Médicos Internistas lançam livro «Registo e Raciocínio Clínico»

A aposta no raciocínio clínico é precisamente um dos pontos que João Araújo Correia pretende dar ênfase durante o seu mandato como presidente da SPMI, entre 2018 e 2021, tendo sido no decorrer do último Congresso Nacional de Medicina Interna, onde tomou posse, que a obra foi oficialmente apresentada.

Como é que se consegue então um equilíbrio entre as guidelines e esse raciocínio? Em declarações à Just News, o médico, e diretor do Serviço de Medicina Interna do Centro Hospitalar do Porto, desde logo destaca que “o raciocínio clínico é dos principais contributos que a Medicina Interna pode dar à Medicina”.

Na sua opinião, “hoje em dia pratica-se muito a chamada ´medicina de cardápio`, que assenta sob guidelinescom base científica”. E, se é certo que “estas são importantes”, João Araújo Correia adverte que “não podemos esquecer-nos que os doentes que chegam a nós são cada vez mais complexos e que essas orientações devem ser adaptadas às individualidades de cada pessoa”.

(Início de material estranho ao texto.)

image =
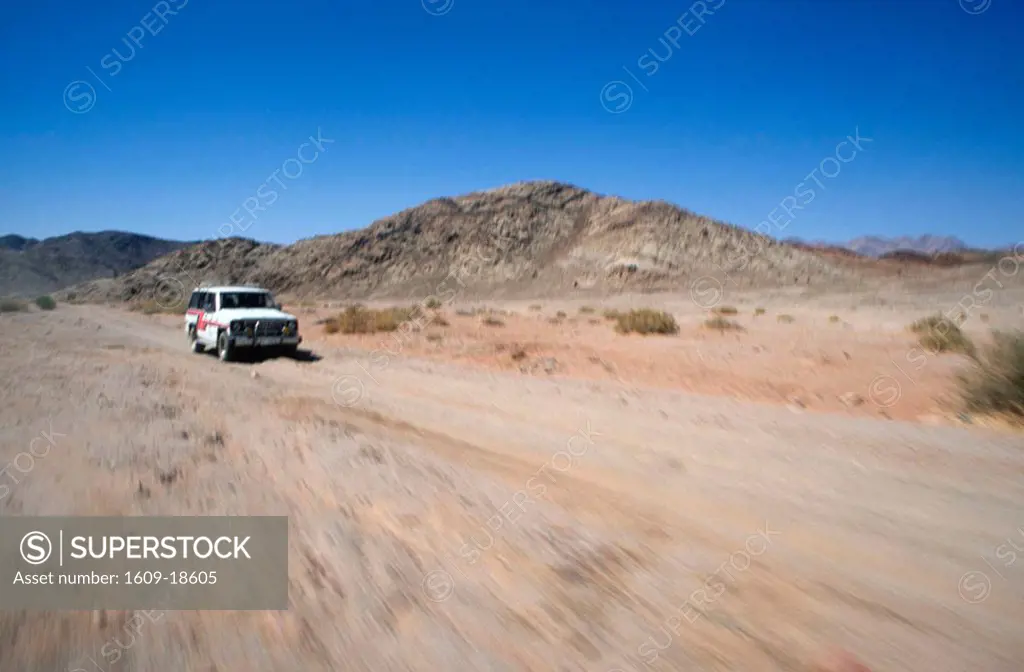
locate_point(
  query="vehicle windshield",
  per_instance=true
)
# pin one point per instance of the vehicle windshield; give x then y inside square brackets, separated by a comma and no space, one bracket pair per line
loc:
[246,300]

Os dois autores da obra: João Araújo Correia e Vasco Barreto

Registar os problemas “antes do diagnóstico”

O presidente da SPMI recorda que o raciocínio clínico “baseia-se bastante no método do registo médico orientado por problemas de Laurence Weed, que faleceu o ano passado. Antes da era dos computadores, este visionário escreveu um método que em vez de se basear o raciocínio clínico em diagnósticos prováveis, o que se regista são os problemas do doente antes do diagnóstico.”

A questão, salienta, “é que quando pensamos primeiro em diagnósticos, acabamos por minorizar alguns problemas e por hierarquizá-los, além de que nos pode escapar algum”. É neste contexto que sobressai “a prática de uma Medicina de alto valor, que implica ter tempo para ouvir os doentes, evitando o refúgio nos tempos definidos para consulta por parte das administrações.”

E acrescenta: “O doente tem a sua própria individualidade. Com este raciocínio, consegue-se juntar várias peças para depois se completar o puzzle”. Contudo, tal implica “saber lidar com a suspeição e a insegurança constante, que também é o que nos dá mais satisfação pessoal. Nenhum problema deve ser considerado menor.”

“Cada pessoa é única”

Há ainda o caso muito específico dos doentes mais idosos. “Em Portugal temos, atualmente, 2 milhões de velhos, calculando-se que, em 2030, esse número chegue aos 3,5 milhões”, afirma o diretor do Serviço de Medicina Interna do Centro Hospitalar do Porto.

João Araújo Correia refere que, “há 20 anos, costumava-se dizer que, a partir dos 65 anos, deveríamos pensar que há um diagnóstico que explica toda a situação de determinado doente”. Atualmente, a realidade é bem diferente:

“Hoje em dia, não tenho nenhum doente no meu consultório sem 8 ou 9 diagnósticos. Estamos perante muitas doenças que implicam polimedicação e que aumenta a individualidade de cada pessoa que nos pede ajuda.”

E sublinha: “É preciso conhecer as guidelines e as normas de orientação clínica, mas temos que nos lembrar que cada pessoa é única. E há ainda certos casos mais complexos que não participam nos ensaios clínicos e nos estudos.”